The sheet opens in a new window — ready to print or share. If you provide your email, we'll send you resources for families and notify you when someone scans the code. We will never contact a family on your behalf without their opt-in.
- Your name, "Prepared for" line, or anonymous — your choice
- Content tailored to the discharge setting
- Preview of free tools the family will find when they scan
- One QR code → a personalized page with free tools, local resources, and a path to more help
- Phone number for families who prefer to call
- Designed to print on a single page
Designed for print. No login required. Nothing clinical.
Clear boundaries — important for your compliance
We stay in our lane. This matters for family safety and for your regulatory comfort.
- No clinical advice or clinical care planning. We don't interpret results, adjust medications, or recommend treatments.
- No emergency response or monitoring. Not a 24/7 service. No clinical triage.
- No promises of outcomes. We coordinate logistics; we don't guarantee clinical results.
- We obtain authorizations directly from the patient/POA before contacting any providers on the family's behalf.
- No billing relationship with your facility. Private-pay between the family and Averyn.
- Complements — doesn't replace — your work. We reduce the administrative burden that falls on families. We don't duplicate social work, case management, or any clinical service.

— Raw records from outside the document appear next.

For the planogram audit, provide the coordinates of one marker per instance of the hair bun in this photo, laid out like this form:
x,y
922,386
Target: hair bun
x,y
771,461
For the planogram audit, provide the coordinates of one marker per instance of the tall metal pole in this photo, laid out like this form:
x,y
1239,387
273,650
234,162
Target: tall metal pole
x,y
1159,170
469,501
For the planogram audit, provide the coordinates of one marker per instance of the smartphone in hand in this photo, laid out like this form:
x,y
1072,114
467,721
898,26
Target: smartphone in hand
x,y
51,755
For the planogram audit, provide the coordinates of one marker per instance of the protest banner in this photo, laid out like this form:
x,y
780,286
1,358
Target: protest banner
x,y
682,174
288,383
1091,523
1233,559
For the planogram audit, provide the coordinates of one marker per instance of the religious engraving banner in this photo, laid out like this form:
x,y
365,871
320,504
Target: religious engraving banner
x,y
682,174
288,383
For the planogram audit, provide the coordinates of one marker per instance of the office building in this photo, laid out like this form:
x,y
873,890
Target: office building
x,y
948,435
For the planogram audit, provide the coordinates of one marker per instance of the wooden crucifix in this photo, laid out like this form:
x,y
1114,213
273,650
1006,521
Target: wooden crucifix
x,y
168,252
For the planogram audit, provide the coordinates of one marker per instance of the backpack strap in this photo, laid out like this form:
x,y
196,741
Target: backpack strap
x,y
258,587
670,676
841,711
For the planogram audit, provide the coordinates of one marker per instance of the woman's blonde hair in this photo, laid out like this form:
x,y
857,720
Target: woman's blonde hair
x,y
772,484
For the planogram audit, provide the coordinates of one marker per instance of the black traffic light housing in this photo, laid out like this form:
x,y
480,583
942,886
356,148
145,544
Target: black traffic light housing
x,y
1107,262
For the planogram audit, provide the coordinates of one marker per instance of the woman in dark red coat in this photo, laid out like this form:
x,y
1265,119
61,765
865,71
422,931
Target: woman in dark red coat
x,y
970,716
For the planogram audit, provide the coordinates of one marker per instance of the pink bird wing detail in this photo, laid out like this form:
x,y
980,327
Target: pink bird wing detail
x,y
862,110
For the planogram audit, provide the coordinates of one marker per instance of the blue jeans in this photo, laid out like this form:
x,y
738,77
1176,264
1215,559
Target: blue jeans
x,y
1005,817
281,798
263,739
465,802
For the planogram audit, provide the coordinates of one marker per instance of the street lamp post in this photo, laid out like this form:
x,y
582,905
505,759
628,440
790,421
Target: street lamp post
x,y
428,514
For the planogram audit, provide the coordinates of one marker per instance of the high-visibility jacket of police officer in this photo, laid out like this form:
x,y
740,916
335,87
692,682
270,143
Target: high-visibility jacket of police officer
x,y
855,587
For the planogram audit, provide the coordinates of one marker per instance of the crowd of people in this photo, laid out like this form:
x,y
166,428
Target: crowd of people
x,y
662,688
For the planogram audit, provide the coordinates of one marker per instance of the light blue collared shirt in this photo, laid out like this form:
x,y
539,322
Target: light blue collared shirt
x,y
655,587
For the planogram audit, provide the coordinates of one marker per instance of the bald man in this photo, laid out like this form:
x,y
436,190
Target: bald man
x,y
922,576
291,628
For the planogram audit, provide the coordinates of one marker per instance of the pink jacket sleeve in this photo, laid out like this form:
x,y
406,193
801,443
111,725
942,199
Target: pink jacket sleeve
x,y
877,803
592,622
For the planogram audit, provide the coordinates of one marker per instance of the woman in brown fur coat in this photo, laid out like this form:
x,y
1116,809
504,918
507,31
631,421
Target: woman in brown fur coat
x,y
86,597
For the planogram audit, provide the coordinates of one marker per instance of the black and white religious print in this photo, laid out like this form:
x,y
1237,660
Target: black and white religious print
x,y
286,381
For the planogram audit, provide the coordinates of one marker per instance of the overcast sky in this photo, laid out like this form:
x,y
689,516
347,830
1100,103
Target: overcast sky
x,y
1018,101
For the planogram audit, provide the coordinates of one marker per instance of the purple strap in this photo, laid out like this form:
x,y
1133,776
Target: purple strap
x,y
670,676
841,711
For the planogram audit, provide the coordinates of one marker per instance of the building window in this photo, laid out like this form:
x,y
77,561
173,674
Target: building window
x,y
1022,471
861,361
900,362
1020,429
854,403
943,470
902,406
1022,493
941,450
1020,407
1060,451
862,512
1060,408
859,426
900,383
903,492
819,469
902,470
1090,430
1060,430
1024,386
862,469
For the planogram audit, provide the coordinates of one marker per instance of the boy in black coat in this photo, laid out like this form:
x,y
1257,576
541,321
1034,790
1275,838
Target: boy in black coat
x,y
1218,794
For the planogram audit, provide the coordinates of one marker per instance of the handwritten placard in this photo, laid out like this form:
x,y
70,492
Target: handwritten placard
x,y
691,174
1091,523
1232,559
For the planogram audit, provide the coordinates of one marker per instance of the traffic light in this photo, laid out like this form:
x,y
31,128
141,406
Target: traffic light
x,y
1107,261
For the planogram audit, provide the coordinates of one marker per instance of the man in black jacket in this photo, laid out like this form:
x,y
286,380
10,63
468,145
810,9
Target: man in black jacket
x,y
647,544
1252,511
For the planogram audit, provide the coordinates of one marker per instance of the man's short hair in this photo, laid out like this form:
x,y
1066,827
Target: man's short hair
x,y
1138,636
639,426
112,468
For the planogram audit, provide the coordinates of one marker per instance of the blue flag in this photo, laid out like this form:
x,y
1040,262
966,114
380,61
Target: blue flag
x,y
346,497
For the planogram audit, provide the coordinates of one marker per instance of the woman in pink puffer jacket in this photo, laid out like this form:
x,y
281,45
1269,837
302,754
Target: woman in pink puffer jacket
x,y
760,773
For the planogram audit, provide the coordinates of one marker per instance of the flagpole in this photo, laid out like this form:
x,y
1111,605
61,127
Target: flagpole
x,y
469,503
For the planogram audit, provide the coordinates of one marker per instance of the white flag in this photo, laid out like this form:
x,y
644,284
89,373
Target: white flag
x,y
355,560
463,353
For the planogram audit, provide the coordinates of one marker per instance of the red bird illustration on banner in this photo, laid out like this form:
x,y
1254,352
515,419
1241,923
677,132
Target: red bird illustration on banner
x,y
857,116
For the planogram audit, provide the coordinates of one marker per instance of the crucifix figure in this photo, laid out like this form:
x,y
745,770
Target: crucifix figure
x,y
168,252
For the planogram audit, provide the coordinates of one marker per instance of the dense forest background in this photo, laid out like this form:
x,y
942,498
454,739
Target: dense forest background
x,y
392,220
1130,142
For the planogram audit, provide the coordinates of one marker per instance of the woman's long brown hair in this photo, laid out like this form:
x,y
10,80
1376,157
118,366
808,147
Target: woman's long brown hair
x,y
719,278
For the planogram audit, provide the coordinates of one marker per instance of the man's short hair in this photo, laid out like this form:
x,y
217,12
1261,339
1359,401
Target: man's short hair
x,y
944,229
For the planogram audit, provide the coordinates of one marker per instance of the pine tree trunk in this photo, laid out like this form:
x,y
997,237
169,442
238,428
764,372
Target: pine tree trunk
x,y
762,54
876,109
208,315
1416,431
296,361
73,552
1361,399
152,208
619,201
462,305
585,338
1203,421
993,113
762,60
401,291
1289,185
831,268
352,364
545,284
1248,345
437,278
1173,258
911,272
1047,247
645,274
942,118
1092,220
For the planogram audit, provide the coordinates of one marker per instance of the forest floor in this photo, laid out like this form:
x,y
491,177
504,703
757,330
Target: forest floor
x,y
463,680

Questions discharge staff ask
Do you communicate with the facility?
Only for administrative purposes — scheduling confirmations, records requests, referral status — and only with patient/POA consent. We do not request clinical information or participate in clinical discussions.
Do you replace home health?
No. We coordinate administrative logistics alongside home health. If a family has a home health agency, we help with the scheduling, records, and follow-through that falls outside the agency's scope.
Can you work with a long-distance caregiver?
Yes — we're designed for it. Our app and Navigator updates keep remote family members informed without requiring them to be physically present.
What about the SNF-to-home transition specifically?
The Navigator consolidates records from the hospital, SNF, and outpatient providers into one Record Vault. We track outpatient therapy authorizations, coordinate home readiness logistics, and keep the family aligned on what's happening at each stage of the transition.
Does this cost the facility anything?
No. Averyn is a private-pay service between the family and Averyn Care. Referring a family doesn't create a billing, contractual, or liability relationship with your facility.
Is the family required to use an app?
No. Phone, email, and text communication are always available. The app is there for families who want shared visibility across the household — it's not required.
How quickly can you start after discharge?
We can begin intake within 24–48 hours of the family opting in. For time-sensitive discharges, we prioritize getting the Record Vault started and the first follow-up appointments confirmed.
Can I introduce Averyn before discharge?
Absolutely. For SNF patients especially, introducing Averyn a few days before discharge gives the family time to opt in and start the Record Vault while the transition is still being planned. The referral sheet works well as a leave-behind during family meetings.
You can't follow every family home. But you can hand them a better chance.
Print the referral sheet. Give it to the family. It takes 30 seconds, costs your facility nothing, and gives families a resource that helps the plan you built actually get executed.
Even if they don't sign up, the free discharge toolkit gives them checklists, assessments, and planners to stay organized on their own. Either way, the family leaves with something more than a stack of papers.
Averyn provides non-clinical administrative coordination. We do not provide medical advice, clinical triage, emergency services, or 24/7 monitoring.